The Sample Complexity of Robust Covariance Testing
This work establishes a fundamental lower bound on the sample complexity for robust covariance testing, which is crucial for researchers and practitioners working with high-dimensional contaminated data where robust statistical inference is required.
This paper investigates the sample complexity of robust covariance matrix testing for high-dimensional Gaussian distributions under Huber's contamination model. They demonstrate that the sample complexity dramatically increases from O(d) in the uncontaminated setting to Ω(d^2) for robust testing, matching the complexity of robust covariance estimation.
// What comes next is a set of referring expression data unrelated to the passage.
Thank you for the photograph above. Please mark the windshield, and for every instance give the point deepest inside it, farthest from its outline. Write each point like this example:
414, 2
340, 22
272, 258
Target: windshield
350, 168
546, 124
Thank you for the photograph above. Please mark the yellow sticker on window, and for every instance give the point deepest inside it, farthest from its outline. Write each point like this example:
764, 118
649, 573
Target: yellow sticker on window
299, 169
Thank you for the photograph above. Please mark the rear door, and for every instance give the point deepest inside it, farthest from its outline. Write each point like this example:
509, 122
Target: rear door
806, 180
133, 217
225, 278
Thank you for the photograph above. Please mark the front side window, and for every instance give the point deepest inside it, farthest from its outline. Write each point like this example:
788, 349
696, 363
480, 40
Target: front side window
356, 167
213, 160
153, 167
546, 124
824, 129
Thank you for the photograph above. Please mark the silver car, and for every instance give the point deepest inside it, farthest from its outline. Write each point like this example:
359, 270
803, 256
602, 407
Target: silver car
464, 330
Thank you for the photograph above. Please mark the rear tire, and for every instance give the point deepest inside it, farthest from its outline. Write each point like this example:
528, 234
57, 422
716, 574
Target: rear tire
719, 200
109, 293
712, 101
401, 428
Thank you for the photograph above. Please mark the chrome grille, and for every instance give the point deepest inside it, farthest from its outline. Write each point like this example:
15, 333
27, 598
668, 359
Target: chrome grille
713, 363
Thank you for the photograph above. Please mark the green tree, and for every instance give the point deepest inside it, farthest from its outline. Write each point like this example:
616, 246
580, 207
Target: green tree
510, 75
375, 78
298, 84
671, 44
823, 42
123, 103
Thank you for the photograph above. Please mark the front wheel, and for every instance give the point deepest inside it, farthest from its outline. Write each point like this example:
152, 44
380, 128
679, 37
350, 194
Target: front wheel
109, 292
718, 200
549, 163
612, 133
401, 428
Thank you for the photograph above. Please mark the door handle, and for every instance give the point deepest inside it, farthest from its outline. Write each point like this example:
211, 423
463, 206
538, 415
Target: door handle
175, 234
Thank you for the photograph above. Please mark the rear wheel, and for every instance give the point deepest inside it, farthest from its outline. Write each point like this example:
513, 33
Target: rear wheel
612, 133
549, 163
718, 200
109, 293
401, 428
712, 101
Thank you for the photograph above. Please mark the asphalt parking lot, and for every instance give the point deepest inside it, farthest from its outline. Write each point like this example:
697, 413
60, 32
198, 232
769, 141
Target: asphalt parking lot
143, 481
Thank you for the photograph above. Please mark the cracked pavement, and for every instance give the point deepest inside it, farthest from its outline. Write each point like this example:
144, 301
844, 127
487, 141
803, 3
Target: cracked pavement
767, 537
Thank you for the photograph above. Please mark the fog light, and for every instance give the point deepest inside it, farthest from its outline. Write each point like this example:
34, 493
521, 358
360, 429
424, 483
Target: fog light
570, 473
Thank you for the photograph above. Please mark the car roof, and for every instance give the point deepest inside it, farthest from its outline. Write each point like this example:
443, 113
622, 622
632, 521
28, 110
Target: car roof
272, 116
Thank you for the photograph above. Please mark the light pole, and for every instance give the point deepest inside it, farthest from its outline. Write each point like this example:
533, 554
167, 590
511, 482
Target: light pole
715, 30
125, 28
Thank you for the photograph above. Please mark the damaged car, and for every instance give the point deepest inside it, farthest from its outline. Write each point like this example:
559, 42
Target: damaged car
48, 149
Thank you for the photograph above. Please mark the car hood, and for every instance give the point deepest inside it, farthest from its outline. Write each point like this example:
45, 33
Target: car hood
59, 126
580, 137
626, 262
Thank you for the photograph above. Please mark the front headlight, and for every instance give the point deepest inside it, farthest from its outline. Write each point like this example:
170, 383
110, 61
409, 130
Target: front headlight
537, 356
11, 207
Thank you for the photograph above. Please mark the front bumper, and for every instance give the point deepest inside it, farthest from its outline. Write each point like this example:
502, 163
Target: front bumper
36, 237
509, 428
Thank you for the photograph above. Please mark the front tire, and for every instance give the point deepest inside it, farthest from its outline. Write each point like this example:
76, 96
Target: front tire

We study the problem of testing the covariance matrix of a high-dimensional Gaussian in a robust setting, where the input distribution has been corrupted in Huber's contamination model. Specifically, we are given i.i.d. samples from a distribution of the form $Z = (1-ε) X + εB$, where $X$ is a zero-mean and unknown covariance Gaussian $\mathcal{N}(0, Σ)$, $B$ is a fixed but unknown noise distribution, and $ε>0$ is an arbitrarily small constant representing the proportion of contamination. We want to distinguish between the cases that $Σ$ is the identity matrix versus $γ$-far from the identity in Frobenius norm. In the absence of contamination, prior work gave a simple tester for this hypothesis testing task that uses $O(d)$ samples. Moreover, this sample upper bound was shown to be best possible, within constant factors. Our main result is that the sample complexity of covariance testing dramatically increases in the contaminated setting. In particular, we prove a sample complexity lower bound of $Ω(d^2)$ for $ε$ an arbitrarily small constant and $γ= 1/2$. This lower bound is best possible, as $O(d^2)$ samples suffice to even robustly {\em learn} the covariance. The conceptual implication of our result is that, for the natural setting we consider, robust hypothesis testing is at least as hard as robust estimation.